BIOS 1 - Homework 2
Levi Waldron
2023-05-03
Homework2.Rmd
Source code and data for this assignment
Note: The code used to create this document is here.
In this homework we will again use the NHEFS dataset. Take a look at the codebook linked to from https://www.hsph.harvard.edu/miguel-hernan/causal-inference-book/.
This time we will test the hypothesis that quitting smoking between
1971 and 1981 (variable qsmk
) reduces the probability of
death by 2001 (variable death
).
Data import and recoding
Download the dataset, import it into R, and recode variables as instructed in Homework 1.

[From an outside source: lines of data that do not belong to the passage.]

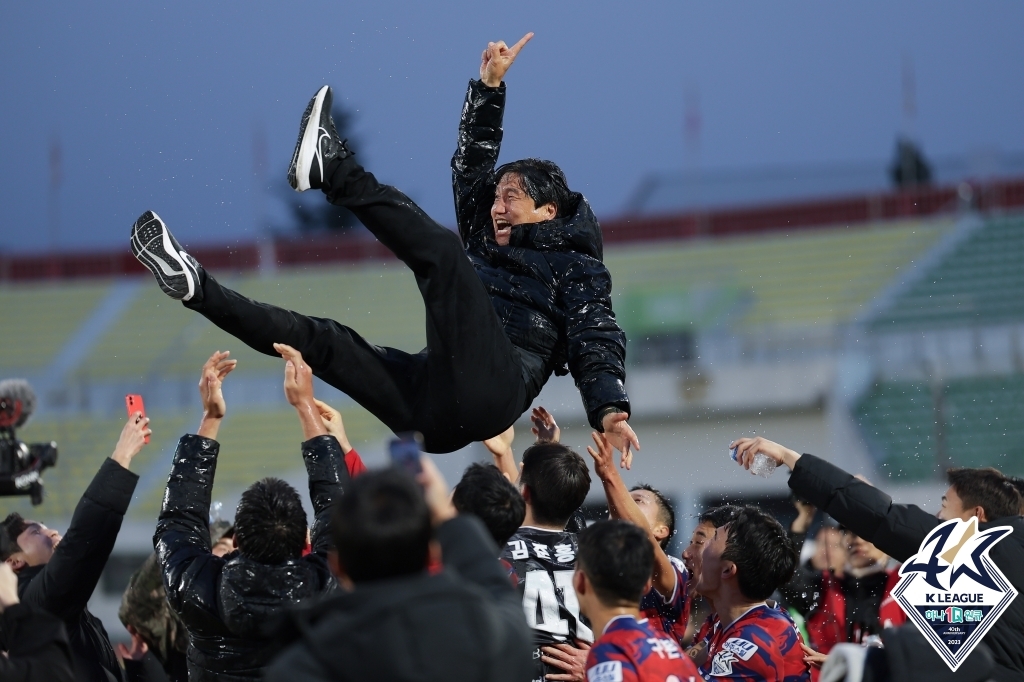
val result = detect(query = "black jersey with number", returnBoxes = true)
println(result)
[502,526,594,647]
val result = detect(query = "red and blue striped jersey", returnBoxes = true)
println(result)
[587,615,698,682]
[700,604,811,682]
[640,556,690,646]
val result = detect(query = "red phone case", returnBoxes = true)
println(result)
[125,393,150,443]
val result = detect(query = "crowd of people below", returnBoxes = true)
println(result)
[0,345,1024,682]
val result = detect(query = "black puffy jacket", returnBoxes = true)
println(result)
[154,435,349,682]
[8,458,138,682]
[264,515,532,682]
[452,81,630,430]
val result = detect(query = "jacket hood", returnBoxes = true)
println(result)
[509,191,604,260]
[278,572,504,680]
[218,555,324,637]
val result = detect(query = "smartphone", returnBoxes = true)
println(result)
[388,433,423,476]
[125,393,150,443]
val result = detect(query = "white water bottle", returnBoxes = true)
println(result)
[729,447,778,478]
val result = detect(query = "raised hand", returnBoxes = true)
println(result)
[273,343,325,440]
[587,431,615,481]
[529,408,562,442]
[273,343,314,408]
[313,398,352,455]
[601,412,640,469]
[118,626,150,660]
[480,33,534,88]
[111,412,153,469]
[483,426,519,483]
[199,350,239,419]
[541,639,590,682]
[729,437,800,470]
[483,426,515,457]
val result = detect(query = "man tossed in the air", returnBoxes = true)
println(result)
[131,34,639,456]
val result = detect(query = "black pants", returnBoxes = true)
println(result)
[185,158,530,453]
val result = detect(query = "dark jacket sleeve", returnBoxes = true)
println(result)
[790,455,941,561]
[18,458,138,621]
[452,80,505,242]
[302,435,351,556]
[153,434,222,614]
[558,257,630,431]
[0,604,75,682]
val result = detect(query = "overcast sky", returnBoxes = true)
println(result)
[0,0,1024,251]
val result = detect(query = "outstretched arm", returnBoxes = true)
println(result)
[480,31,534,88]
[153,350,238,613]
[732,438,941,561]
[273,343,351,556]
[587,431,682,599]
[452,33,534,242]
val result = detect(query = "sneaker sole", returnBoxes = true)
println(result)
[131,211,199,301]
[288,85,331,191]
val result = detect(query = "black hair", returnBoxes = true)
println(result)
[697,505,740,528]
[630,483,676,549]
[234,477,306,564]
[331,467,433,583]
[1007,476,1024,514]
[577,519,654,606]
[452,462,526,547]
[946,467,1021,521]
[519,442,590,527]
[0,512,29,561]
[719,506,800,601]
[495,159,575,218]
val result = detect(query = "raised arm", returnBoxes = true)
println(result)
[587,431,679,600]
[153,351,237,612]
[452,33,534,242]
[273,343,351,557]
[22,413,152,621]
[732,438,941,561]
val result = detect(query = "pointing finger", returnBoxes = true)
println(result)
[509,31,534,56]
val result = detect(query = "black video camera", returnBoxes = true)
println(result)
[0,379,57,505]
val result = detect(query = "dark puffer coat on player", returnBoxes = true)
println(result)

Question 1 (2 points): filter any missing data
Remove any observations that are missing any of the following variables:
death
active
age
education
exercise
qsmk
race
sex
smokeintensity
smkyrs
wt82_71
You would ordinarily want to perform a sensitivity analysis and consider the possibility of bias from informative censoring, but you can ignore that possibility for the purposes of this assignment.
Question 2 (4 points): Table 1
Create a table of descriptive statistics like in HW1, but this time
stratify it by the exposure variable qsmk
Question 3 (4 points): fit crude and adjusted logistic regression models
Fit simple and adjusted multiple logistic regression models for the
probability of death with quitting smoking as the exposure. In the
multivariate model, adjust for sex, race, age, education, and exercise
as hypothesized confounders. Use a B-spline from the
splines
package to correct for age, ie:
\[ death \sim qsmk + sex + race + bs(age) + education + exercise \]
For the purpose of this question, assume that conditional exchangeability holds when controlling for these confounders.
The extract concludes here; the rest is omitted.